Below an example using vstack
:
import polars as pl
df = pl.DataFrame({
'id' : [123, 123, 456, 456],
'age_pre' : [55, 56, 49, 50],
'age_post' : [56, 57, 50, 51],
'exposure_pre' : [0.49, 0.49, 0.80, 0.80],
'exposure_post' : [0.51, 0.51, 0.20, 0.20]
})
column_rename_pre = {column.name : column.name.replace('_pre','')
for column in df if 'pre' in column.name}
column_rename_post = {column.name : column.name.replace('_post','')

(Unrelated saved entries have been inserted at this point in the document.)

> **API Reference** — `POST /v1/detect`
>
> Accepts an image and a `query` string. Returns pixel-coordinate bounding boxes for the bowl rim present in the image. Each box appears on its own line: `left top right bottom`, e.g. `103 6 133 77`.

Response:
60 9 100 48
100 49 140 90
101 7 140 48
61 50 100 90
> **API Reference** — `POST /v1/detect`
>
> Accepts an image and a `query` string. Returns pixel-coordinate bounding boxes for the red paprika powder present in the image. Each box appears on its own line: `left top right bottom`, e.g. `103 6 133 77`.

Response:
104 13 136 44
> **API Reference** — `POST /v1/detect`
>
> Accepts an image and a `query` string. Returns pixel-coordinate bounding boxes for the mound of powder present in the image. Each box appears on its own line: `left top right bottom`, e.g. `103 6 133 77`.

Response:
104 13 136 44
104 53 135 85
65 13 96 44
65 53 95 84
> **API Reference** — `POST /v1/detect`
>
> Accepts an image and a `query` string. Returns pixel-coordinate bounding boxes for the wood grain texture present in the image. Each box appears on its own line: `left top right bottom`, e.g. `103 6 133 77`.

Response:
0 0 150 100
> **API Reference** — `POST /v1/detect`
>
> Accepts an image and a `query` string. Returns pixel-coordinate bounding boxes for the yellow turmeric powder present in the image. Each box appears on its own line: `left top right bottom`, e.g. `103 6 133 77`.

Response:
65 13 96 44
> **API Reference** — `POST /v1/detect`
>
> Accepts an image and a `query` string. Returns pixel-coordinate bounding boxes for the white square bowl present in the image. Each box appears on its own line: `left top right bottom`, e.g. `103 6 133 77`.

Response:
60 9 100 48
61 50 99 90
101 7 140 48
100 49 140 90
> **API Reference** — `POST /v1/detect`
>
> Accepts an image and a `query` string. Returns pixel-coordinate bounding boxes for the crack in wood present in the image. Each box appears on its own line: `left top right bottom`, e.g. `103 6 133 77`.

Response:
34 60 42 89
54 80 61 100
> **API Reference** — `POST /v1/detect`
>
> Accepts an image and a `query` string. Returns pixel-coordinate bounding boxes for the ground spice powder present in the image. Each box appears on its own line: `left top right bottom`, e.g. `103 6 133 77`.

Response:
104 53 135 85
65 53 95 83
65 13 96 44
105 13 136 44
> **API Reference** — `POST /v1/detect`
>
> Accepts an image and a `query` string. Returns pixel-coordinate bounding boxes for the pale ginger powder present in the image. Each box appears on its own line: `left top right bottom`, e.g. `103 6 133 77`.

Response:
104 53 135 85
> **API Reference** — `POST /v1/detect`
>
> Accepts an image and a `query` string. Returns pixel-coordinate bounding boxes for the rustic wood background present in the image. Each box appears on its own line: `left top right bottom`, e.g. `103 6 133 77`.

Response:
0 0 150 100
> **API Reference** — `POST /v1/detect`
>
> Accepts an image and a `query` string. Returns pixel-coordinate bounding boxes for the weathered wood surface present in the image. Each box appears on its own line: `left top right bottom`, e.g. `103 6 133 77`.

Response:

for column in df if 'post' in column.name}
out = (
df.select(pl.col('^(id|.*_pre)$')).rename(column_rename_pre)
.vstack(df.select(pl.col('^(id|.*_post)$')).rename(column_rename_post))
)
# result
shape: (8, 3)
┌─────┬─────┬──────────┐
│ id ┆ age ┆ exposure │
│ --- ┆ --- ┆ --- │
│ i64 ┆ i64 ┆ f64 │
╞═════╪═════╪══════════╡
│ 123 ┆ 55 ┆ 0.49 │
│ 123 ┆ 56 ┆ 0.49 │
│ 456 ┆ 49 ┆ 0.8 │
│ 456 ┆ 50 ┆ 0.8 │
│ 123 ┆ 56 ┆ 0.51 │
│ 123 ┆ 57 ┆ 0.51 │
│ 456 ┆ 50 ┆ 0.2 │
│ 456 ┆ 51 ┆ 0.2 │
└─────┴─────┴──────────┘
There is a good Stack Overflow answer explaining the difference between concat, vstack and extend: How can I append or concatenate two dataframes in python polars?
I copy below the recommendations from that answer
There are the following ways to append data:
concat -> concatenate all given DataFrames. This is sort of a linked list of DataFrames. If you pass rechunk=True, all memory will be reallocated to contiguous chunks.
vstack -> Adds the data from other to DataFrame by incrementing a refcount. This is super cheap. It is recommended to call rechunk after many vstacks. Or simply use pl.concat.
extend This operation copies data. It tries to copy data from other to DataFrame. If however the refcount of DataFrame is larger than 1. A new buffer of memory is allocated to hold both DataFrames.